Weekly Summary – March 3, 2025
This week in Leios development, the team focused on simulation analysis, formal methods, and documentation updates. Key accomplishments include in-depth analysis of simulations at tag leios-2025w10
, advancements in formal methods through a working trace verifier, and the development of technical reports.
Cross-simulation analysis
- Completed a comprehensive analysis of simulations at tag
leios-2025w10
:- Analyzed Haskell simulation performance with and without CPU usage considerations
- Varying key protocol parameters:
- IB production rate
- IB size
- Length of Leios stages
- Identified the following aspects of Leios:
- Delay between IB generation and receipt at nodes
- Peak and mean CPU usage over time
- Breakdown of CPU usage by task type
- Sizes of IBs, EBs, and RBs
- Duplicate IB references in EBs
- Reference to EBs from RBs
- Resource utilization in network traffic.

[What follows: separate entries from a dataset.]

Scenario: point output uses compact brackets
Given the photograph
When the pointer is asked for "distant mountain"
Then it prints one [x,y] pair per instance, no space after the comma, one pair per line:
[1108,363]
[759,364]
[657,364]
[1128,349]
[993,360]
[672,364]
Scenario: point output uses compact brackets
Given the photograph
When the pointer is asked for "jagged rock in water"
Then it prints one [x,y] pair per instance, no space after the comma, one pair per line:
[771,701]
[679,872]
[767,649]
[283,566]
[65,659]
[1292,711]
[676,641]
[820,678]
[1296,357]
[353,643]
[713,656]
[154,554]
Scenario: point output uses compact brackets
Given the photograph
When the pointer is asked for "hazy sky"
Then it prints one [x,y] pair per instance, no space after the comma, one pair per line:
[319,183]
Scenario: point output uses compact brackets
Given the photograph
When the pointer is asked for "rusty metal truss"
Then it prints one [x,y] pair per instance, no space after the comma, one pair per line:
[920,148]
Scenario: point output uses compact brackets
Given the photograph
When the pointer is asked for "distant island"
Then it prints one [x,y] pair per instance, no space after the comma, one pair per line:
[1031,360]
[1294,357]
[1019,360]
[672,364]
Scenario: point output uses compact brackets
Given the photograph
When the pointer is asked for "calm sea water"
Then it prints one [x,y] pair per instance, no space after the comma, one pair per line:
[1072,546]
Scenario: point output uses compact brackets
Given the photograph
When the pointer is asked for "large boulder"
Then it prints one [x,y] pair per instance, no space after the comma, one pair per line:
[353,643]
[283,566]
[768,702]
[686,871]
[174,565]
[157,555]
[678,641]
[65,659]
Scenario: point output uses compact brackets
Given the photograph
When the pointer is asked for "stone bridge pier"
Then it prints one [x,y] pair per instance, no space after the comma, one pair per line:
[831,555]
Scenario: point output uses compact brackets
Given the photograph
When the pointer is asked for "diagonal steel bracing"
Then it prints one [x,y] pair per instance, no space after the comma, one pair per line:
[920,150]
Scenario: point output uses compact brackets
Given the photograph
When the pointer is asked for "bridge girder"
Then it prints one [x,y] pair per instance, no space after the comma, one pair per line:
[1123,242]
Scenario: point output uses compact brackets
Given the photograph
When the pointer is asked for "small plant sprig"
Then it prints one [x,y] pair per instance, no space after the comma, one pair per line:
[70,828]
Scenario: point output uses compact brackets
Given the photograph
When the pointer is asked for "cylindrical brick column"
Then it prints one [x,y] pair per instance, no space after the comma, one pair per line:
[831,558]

Protocol and formal methods
- Began developing a trace verifier in Agda:
- Implemented event trace parsing using the Haskell module
leios-trace-hs
.
- Implemented event trace parsing using the Haskell module
Documentation and research
- Completed the full draft of the Leios technical report #1
- Created a skeletal draft of the Leios CIP
- Aligned with the latest CIP template
- Developed a detailed simulation analysis for the 100-node Leios network.
Programming and testing
- Resolved several simulation issues:
- Enabled the visualization of network traffic and logging messages for multiple predefined 'scenarios' instead of a single hard-coded trace
- Updated the visualization to display resource utilization in network traffic.
Rust simulation visualization
- Improved visualization capabilities:
- Added support for multiple predefined 'scenarios' instead of single hard-coded trace
- Moved the visualization logic to the client-side web worker for better performance
- Added the visualization of per-node network traffic breakdown by message type
- Fixed critical simulation bugs:
- Resolved issue #229 causing time travel and crashes in high-traffic high-latency scenarios.